Bereit offenbar auch, dafür letzte Berührungsängste fallen zu lassen. An seiner Seite präsentiert Xi an diesem Morgen Russlands Präsidenten Wladimir Putin und Nordkoreas «Obersten Führer» Kim Jong-un.

Dass er trotz Annäherung an die zwei geschmähten Staatsoberhäupter und trotz Konfrontationskurs mit den USA heute alles andere als isoliert dasteht, soll Xis übrige hochkarätige Gästeliste bezeugen. Aus Europa erweisen ihm etwa Aljaksandr Lukaschenka aus Belarus, Aleksandar Vučić aus Serbien und Robert Fico aus der Slowakei die Ehre. Hinzu kommen Regierungsgesandte aus aller Welt von Algerien über Ungarn bis Kuba sowie einstige Amtsträger aus Griechenland, Italien und mit Altbundesrat Ueli Maurer auch ein Selbstläufer aus der Schweiz.

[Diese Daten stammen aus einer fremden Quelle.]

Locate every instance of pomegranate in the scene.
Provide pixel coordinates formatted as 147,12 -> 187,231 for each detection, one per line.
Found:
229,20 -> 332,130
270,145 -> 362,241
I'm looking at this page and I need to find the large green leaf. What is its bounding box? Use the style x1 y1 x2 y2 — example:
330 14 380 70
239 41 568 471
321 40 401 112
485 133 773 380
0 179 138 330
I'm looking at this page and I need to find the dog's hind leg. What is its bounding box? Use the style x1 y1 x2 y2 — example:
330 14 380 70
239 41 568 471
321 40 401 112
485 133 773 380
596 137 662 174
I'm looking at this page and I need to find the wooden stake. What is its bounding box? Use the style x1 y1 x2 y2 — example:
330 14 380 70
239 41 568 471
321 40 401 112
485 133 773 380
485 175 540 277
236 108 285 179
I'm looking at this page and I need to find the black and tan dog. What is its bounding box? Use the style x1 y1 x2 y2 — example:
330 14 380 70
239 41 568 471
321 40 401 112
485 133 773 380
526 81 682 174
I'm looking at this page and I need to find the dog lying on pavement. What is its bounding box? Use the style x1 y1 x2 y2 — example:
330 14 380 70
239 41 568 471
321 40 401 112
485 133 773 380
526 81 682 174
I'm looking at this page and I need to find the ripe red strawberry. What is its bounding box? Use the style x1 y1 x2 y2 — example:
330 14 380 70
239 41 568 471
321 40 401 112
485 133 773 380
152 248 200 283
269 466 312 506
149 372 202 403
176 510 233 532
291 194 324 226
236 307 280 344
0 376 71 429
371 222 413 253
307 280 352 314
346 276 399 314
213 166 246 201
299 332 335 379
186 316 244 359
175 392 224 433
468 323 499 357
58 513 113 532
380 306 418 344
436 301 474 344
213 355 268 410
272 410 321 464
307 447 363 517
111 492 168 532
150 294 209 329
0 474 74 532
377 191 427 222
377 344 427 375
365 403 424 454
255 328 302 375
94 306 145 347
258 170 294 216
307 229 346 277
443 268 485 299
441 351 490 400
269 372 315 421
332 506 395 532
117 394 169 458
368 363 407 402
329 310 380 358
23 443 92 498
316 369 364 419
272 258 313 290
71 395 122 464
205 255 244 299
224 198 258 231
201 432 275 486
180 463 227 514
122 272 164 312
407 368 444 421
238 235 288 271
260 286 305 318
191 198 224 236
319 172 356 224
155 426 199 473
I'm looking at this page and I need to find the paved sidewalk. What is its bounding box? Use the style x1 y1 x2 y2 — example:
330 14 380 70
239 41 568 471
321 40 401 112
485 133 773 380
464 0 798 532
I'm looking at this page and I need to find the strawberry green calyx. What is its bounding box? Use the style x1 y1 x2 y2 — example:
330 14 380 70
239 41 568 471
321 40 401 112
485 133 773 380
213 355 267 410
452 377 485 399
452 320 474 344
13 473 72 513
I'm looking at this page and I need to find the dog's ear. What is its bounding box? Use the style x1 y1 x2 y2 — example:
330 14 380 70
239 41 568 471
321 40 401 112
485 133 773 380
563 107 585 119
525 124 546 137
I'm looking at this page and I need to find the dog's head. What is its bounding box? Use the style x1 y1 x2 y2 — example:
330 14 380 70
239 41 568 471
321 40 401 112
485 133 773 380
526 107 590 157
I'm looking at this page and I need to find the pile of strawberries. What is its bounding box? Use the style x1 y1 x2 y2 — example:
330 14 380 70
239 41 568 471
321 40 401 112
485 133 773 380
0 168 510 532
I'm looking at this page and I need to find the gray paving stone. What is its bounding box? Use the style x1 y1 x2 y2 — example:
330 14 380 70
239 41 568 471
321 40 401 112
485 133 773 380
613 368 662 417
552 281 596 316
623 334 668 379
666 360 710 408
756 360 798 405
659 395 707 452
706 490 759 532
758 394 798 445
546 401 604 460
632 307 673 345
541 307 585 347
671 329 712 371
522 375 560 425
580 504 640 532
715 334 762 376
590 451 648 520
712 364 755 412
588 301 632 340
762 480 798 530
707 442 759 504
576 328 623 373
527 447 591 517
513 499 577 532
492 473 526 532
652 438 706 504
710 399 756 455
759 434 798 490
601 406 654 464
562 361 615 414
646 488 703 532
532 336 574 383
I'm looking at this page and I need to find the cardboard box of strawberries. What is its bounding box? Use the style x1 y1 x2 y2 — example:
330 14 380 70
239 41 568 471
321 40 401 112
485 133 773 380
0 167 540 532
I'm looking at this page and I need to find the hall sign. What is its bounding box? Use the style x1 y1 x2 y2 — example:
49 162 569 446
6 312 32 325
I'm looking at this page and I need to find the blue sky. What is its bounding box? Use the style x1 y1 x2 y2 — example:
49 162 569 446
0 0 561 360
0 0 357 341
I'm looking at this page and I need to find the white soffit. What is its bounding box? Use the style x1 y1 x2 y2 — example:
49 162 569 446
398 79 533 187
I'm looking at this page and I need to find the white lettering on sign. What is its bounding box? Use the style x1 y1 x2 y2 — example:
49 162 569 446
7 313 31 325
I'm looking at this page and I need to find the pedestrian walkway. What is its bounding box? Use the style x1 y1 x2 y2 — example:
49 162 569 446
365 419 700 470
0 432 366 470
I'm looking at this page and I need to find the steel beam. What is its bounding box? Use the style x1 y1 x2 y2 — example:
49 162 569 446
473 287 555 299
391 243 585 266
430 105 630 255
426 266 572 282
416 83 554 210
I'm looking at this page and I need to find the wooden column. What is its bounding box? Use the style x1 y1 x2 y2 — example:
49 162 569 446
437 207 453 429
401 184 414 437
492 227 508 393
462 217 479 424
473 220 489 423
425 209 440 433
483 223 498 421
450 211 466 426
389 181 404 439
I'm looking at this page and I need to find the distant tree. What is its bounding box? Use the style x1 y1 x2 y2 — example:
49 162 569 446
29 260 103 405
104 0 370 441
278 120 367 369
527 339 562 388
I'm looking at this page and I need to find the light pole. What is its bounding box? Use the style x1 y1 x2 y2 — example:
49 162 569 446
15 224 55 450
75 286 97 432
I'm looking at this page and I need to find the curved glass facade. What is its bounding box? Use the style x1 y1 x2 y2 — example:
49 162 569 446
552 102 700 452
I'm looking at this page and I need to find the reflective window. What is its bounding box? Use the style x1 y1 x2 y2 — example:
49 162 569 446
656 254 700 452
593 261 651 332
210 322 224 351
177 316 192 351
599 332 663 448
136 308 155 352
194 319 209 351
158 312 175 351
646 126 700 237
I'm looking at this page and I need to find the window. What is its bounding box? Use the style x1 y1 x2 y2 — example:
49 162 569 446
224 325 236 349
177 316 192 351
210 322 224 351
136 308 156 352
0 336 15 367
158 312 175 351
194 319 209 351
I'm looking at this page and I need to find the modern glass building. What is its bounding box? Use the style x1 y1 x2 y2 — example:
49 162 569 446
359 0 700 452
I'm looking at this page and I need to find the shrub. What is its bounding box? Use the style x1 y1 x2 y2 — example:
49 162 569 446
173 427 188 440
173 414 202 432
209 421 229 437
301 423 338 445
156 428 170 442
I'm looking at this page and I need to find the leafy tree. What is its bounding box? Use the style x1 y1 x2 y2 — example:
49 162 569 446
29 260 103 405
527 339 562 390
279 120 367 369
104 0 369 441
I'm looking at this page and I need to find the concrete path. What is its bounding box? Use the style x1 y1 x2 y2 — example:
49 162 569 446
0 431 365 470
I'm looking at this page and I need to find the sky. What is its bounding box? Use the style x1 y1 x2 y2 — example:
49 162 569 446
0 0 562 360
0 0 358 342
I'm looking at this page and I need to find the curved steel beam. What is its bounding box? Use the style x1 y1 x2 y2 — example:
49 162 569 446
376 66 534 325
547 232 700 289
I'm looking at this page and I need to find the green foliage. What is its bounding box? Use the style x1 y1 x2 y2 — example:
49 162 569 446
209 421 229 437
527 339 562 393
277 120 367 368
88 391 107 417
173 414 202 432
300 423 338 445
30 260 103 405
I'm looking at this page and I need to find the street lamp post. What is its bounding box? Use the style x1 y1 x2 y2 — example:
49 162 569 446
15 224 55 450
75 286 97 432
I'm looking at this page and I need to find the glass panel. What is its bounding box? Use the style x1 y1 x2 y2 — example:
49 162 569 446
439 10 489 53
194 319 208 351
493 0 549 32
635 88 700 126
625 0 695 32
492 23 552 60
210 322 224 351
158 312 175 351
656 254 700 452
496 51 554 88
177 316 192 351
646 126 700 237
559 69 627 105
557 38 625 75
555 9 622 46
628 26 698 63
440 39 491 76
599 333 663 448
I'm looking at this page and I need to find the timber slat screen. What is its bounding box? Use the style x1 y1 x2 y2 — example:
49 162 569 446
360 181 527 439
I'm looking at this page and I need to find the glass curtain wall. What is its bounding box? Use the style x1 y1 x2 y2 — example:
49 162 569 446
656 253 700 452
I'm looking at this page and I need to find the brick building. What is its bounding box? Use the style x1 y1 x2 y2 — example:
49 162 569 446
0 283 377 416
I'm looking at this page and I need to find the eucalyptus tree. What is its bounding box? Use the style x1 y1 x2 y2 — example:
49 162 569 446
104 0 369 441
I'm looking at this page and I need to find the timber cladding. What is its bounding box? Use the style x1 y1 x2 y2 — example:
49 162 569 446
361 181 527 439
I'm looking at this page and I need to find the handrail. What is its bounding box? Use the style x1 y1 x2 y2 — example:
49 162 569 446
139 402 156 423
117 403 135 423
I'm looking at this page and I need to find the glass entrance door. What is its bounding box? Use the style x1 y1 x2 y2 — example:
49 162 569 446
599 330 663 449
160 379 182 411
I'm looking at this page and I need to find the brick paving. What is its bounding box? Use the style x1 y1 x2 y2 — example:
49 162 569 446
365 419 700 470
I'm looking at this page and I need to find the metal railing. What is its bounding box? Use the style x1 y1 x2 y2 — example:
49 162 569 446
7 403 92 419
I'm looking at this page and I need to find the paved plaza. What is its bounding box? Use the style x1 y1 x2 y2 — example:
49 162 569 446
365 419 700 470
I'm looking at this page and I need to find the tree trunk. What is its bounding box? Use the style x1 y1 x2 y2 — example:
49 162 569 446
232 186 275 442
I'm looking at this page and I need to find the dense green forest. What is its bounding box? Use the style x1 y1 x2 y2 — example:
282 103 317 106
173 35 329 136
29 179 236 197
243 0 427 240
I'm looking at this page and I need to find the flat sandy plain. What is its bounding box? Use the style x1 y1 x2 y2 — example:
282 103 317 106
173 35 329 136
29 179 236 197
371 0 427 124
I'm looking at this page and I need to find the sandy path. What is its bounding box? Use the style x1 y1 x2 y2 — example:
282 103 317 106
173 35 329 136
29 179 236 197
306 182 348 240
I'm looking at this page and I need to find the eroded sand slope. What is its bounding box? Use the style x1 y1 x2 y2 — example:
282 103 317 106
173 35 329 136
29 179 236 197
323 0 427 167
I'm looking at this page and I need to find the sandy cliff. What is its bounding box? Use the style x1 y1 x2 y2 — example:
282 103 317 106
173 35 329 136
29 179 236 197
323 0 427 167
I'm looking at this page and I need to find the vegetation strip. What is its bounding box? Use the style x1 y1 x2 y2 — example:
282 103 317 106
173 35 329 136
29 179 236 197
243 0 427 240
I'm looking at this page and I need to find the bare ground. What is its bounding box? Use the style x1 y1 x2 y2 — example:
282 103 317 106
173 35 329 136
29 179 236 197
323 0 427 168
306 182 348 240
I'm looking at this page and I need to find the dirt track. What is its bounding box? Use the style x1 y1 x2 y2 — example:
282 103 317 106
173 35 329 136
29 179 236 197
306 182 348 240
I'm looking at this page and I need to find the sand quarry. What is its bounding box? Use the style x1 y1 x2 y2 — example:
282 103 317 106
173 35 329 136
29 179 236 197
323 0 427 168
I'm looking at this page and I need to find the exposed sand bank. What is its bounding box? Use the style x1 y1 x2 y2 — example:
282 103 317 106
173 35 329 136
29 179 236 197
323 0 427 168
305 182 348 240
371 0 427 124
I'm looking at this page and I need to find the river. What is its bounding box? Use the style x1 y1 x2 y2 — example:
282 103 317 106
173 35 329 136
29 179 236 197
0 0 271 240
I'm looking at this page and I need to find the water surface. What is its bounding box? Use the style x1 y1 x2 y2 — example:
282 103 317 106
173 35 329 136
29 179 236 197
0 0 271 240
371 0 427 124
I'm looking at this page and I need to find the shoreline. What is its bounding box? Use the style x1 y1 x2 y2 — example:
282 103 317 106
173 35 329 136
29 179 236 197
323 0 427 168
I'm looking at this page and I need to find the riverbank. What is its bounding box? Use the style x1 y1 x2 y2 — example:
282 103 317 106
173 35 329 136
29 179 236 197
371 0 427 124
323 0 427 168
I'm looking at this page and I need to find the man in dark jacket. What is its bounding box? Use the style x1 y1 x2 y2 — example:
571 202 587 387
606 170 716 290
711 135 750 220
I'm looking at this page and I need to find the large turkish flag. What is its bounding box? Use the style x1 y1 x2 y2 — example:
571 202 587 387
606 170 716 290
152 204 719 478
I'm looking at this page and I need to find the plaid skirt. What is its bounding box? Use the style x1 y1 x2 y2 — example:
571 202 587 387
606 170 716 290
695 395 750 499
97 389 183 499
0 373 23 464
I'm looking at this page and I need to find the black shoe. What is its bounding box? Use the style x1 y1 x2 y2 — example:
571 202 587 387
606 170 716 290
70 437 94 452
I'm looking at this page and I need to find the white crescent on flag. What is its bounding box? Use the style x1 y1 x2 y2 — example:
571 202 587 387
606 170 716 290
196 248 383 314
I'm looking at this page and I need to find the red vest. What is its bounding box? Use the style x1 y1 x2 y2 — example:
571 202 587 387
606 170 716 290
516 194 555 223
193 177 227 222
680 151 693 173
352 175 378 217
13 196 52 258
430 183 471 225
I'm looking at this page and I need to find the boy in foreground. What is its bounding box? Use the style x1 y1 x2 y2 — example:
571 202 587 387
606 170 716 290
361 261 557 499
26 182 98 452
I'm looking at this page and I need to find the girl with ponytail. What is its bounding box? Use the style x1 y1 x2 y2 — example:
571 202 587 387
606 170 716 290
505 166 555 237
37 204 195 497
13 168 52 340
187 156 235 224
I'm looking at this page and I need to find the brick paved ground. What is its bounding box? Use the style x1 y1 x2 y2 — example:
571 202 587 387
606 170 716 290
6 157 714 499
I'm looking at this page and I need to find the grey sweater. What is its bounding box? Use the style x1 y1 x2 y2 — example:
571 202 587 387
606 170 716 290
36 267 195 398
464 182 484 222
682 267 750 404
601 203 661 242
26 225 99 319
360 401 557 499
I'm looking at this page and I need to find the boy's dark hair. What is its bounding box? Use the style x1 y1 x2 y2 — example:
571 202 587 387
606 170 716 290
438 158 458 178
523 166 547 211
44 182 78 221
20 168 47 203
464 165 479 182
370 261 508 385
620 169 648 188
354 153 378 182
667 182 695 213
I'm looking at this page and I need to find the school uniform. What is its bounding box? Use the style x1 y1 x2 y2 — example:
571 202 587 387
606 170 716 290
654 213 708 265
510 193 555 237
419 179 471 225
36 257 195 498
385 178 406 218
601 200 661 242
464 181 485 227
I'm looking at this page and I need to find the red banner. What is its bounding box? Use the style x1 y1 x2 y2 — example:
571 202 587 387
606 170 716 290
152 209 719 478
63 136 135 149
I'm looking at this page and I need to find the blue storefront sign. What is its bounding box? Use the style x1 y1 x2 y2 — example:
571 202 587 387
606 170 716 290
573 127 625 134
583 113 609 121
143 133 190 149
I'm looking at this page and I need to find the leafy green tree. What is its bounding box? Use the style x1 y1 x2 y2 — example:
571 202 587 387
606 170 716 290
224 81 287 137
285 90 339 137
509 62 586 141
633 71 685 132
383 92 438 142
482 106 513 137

Während die Raketen- und Truppeninszenierung am Mittwoch für den symbolischen Teil sorgt, fanden die geopolitischen Weichenstellungen freilich schon am Wochenende davor statt: rund hundert Kilometer von Peking entfernt, wo in der Küstenstadt Tianjin die Schanghaier Organisation für Zusammenarbeit (SCO) zum Gipfeltreffen lud. Ihr gehören zehn Mitgliedstaaten (von Pakistan über den Iran und Russland bis Belarus) und vierzehn «Dialogpartner» (von Kambodscha über Saudi-Arabien bis Ägypten) an.

Kaum mehr Distanz

In Tianjin trat vielerlei Bemerkenswertes zutage, insbesondere was die konflikt- und konkurrenzgeprägte Beziehung zwischen China, Indien und Russland betrifft. Erstmals seit sieben Jahren besuchte der indische Premierminister Narendra Modi China: Zwischen den beiden Ländern schwelt ein Grenzkonflikt in Kaschmir, in dem es wiederholt zu tödlichen Eskalationen kam. Und Pakistan, zu dem Indien eine innige Feindschaft pflegt, ist ein wichtiger strategischer Partner Chinas. Trotzdem scheint die Eiszeit zwischen den beiden Ländern gerade ein abruptes Ende zu nehmen.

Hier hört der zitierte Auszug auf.